Precisamente, creo que son dos cuestiones distintas. Una es cómo uno empieza a escribir y otra, cómo eso se va transformando -a veces- en una carrera.

Cómo empecé a escribir es la historia de una necesidad íntima más que otra cosa. Me parece que fue un caso bastante claro de vocación infantil. A los nueve años adquirí una costumbre –que yo no sabía que eso se llamaba palimpsesto- de reescribir las historias que me contaban o que leía. Tenía una especie de necesidad un poco menardiana de volver a escribir una historia. Una reescritura de lo que leía que me producía un inmenso placer y no sabía muy bien por qué. Me parecía que entendía mejor la historia que había leído si la reescribía. Y poco a poco esas reescrituras fueron alterando cada vez más el original, hasta que de pronto, un par de años después empecé a prescindir del original. Así que bueno, es la historia de un plagiario también –risas-.

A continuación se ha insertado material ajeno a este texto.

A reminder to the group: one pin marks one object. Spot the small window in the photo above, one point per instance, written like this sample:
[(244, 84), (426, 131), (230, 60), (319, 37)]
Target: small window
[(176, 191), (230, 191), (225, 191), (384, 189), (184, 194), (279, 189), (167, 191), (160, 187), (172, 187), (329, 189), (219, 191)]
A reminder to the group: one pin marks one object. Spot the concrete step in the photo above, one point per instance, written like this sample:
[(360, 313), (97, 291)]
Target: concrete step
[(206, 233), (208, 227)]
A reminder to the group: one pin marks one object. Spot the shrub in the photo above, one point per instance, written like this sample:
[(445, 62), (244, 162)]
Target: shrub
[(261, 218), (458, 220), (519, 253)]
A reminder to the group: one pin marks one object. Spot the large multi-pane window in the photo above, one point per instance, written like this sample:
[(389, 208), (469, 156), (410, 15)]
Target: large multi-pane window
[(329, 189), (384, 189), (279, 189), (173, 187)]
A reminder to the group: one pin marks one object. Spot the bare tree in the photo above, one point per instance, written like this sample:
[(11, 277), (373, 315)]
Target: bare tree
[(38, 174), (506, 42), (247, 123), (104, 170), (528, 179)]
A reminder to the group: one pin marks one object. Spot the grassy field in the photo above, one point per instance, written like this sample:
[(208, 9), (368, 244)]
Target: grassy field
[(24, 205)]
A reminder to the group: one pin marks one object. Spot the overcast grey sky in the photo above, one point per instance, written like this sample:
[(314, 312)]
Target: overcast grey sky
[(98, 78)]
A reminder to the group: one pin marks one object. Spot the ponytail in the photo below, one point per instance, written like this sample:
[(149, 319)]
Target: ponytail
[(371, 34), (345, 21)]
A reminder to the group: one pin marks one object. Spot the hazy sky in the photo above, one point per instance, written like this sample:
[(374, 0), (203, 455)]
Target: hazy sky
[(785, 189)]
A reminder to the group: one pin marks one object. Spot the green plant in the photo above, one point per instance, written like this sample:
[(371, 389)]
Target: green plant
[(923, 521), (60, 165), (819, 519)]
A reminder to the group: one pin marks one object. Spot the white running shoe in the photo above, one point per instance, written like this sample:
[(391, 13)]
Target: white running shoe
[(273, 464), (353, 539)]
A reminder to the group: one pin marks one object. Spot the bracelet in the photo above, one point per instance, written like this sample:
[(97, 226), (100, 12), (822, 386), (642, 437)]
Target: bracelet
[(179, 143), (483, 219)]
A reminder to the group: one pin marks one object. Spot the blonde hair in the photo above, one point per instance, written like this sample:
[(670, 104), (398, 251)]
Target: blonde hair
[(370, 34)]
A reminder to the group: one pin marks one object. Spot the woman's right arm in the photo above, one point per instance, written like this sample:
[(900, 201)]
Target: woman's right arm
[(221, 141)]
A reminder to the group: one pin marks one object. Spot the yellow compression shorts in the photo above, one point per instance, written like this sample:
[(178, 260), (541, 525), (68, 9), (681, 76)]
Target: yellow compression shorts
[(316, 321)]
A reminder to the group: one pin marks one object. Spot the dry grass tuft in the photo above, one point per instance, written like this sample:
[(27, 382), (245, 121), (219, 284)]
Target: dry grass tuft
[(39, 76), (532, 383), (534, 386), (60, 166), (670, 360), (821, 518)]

Ya a los once o doce años tenía dos aficiones favoritas. Una era el fútbol, que me encantaba y me encanta, y eso me convertía en una especie de niño normal, y la otra, que cada vez fe ocupando más tiempo, era la de escribir a máquina con dos dedos índices –en ese sentido me parece increíble lo rápido que ha ido el tiempo mecánico en ese sentido, pues todavía era una Olivetti, digo, no siendo yo un abuelito, escribía en una Olivetti de mí abuelito, una Olivetti azul en la que yo escribía con dos dedos índices en la que podía tardar tres o cuatro horas en pasar en limpio una página. Y esa era otra cosa que me causaba muchísimo placer y que tampoco sabía que se llamaba exactamente producir manuscritos o corregir un borrador. Sentía que eso de pasar a limpio era un ejercicio de ordenar el mundo, me parecía la mejor forma de pasar el tiempo.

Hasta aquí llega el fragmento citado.